Поздним вечером ранней весной - Коваль Юрий Иосифович - Страница 23
- Предыдущая
- 23/40
- Следующая
Медвежонок негромко заурчал, облизывая сплющенную банку, как леденец. Подождав немного, медведица рявкнула и легкими шлепками погнала его к лабазу.
И тут Проньке вдруг показалось, что медведица оглядывается и смотрит на него исподлобья.
Пятясь и приседая, отошел Пронька несколько шагов и побежал.
Добежавши до Чурола, Пронька скинул с плеч мешок и ружье, опустился на коленки и стал пить воду прямо из речки. В горле у него пересохло, по лбу катился пот, и сердце так колотилось, что заглушало Чурол.
«Ишь, до чего додумалась, сатана, – удивлялся Пронька, – медвежонка на столб сажает!»
Вода была ледяная, от нее ныли зубы, и глоталась она со звоном.
Пронька пил и вздрагивал, оглядывался назад: не бежит ли медведица?
Из тайги вылетела к реке кедровка, села на сухую пихту и принялась кричать, надоедливо и грубо, как ворона.
– Чего кричишь! – разозлился Пронька. – Проваливай!
Он подумал, что кедровка нарочно приваживает к нему медведицу.

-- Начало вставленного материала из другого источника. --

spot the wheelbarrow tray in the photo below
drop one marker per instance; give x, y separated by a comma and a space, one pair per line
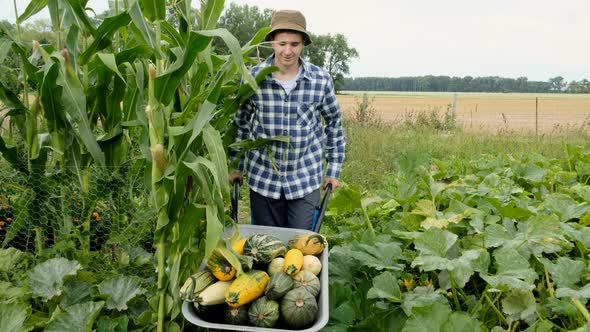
284, 234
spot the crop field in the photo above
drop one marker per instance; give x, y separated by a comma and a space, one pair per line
481, 111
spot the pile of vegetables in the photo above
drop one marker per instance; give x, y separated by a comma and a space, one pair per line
279, 285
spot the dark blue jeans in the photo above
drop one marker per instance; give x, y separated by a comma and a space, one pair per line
282, 212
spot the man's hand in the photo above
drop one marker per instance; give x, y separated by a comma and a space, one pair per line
236, 175
333, 181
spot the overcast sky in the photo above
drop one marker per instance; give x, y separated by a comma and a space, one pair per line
538, 39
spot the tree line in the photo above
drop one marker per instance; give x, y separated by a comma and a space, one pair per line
465, 84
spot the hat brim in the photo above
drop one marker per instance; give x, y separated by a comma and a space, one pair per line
288, 27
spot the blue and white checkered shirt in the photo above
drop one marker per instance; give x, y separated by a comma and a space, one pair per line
271, 112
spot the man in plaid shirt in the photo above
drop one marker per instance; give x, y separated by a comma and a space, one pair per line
297, 101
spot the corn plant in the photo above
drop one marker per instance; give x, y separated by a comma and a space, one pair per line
137, 90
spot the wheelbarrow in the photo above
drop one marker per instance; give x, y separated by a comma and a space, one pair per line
284, 234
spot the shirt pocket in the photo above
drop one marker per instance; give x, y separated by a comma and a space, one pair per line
307, 114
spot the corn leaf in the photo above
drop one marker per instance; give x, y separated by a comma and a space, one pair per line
211, 14
167, 83
79, 10
154, 10
74, 101
33, 8
217, 155
103, 35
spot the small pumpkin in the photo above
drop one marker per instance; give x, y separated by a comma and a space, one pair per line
264, 248
308, 281
309, 244
276, 266
246, 288
264, 312
298, 308
312, 264
280, 283
237, 315
220, 267
293, 262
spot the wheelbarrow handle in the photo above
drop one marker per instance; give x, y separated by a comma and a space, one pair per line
323, 206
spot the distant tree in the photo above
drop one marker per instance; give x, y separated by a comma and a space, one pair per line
557, 83
244, 21
332, 53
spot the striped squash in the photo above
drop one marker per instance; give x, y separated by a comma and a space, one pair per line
246, 288
264, 248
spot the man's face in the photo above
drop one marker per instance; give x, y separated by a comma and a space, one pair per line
288, 47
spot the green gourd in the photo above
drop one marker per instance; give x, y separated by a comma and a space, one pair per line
264, 248
298, 308
237, 316
280, 283
264, 312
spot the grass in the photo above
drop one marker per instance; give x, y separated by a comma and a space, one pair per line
372, 151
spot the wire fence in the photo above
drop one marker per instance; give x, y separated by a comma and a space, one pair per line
98, 210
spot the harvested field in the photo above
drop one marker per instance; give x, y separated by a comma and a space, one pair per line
481, 111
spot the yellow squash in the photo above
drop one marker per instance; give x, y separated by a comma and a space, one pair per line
293, 262
309, 244
220, 267
246, 288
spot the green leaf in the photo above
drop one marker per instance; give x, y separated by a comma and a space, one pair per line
10, 294
119, 290
211, 14
422, 297
435, 242
462, 322
564, 206
9, 258
430, 318
519, 305
107, 324
13, 316
380, 256
76, 318
214, 230
46, 279
145, 30
74, 101
513, 272
79, 10
566, 272
167, 83
154, 10
581, 293
217, 155
109, 61
103, 35
33, 8
236, 53
385, 286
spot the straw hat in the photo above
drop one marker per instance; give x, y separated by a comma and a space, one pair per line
288, 20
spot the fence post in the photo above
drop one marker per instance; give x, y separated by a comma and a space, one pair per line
536, 116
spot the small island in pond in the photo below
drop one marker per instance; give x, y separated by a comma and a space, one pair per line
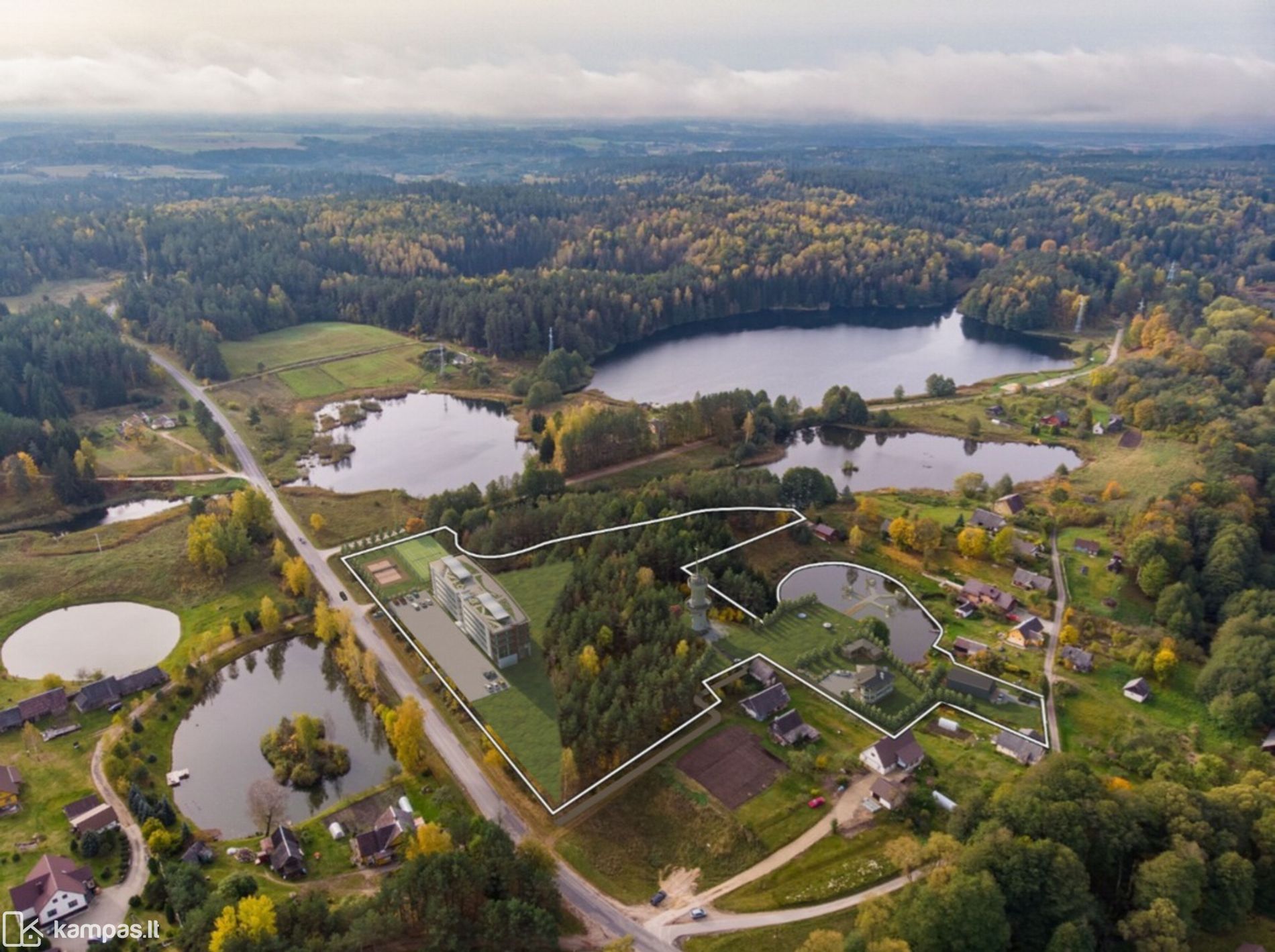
300, 753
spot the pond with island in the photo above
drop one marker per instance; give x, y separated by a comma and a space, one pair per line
916, 460
76, 643
421, 444
862, 593
219, 739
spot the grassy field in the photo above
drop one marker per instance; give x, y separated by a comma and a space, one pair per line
62, 292
305, 342
831, 868
963, 768
773, 939
525, 715
1098, 714
625, 845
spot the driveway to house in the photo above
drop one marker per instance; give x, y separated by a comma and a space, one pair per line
111, 905
593, 905
1051, 653
733, 922
843, 811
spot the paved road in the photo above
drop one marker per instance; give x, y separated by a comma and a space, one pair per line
733, 922
593, 905
1051, 653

Поднял ружье и подвел медную мушку прямо под черное крыло с рассыпанным на нем белым горошком.
– Сейчас вмажу третьим номером, покричишь тогда!
Пока Пронька раздумывал, вмазать или нет, кедровка сообразила, что к чему, и улетела.
«Что ж делать-то теперь? – думал Пронька. – В лагерь с пустыми руками идти нехорошо, а к лабазу – страшно».
И тут пришла вдруг ему в голову лихая мысль: попугать медведицу.
Пронька поднял ружье и сразу из двух стволов ударил в воздух. Не успел еще заглохнуть выстрел, как Пронька крикнул во все горло:
– Прокопий! Ты чего стрелял?
Помолчал и ответил сам себе басом:
– Глухаря грохнул!
– А велик ли глухарь-то?
– Зда-а-аровый, черт, килишек на пять!
От крика своего Пронька развеселился, его насмешило, как он ловко соврал про глухаря.
«Ладно, – решил он, – пойду обратно! Буду орать на весь лес, издали пугать медведицу. Устрою ей симфонию! Небось не выдержит, убежит».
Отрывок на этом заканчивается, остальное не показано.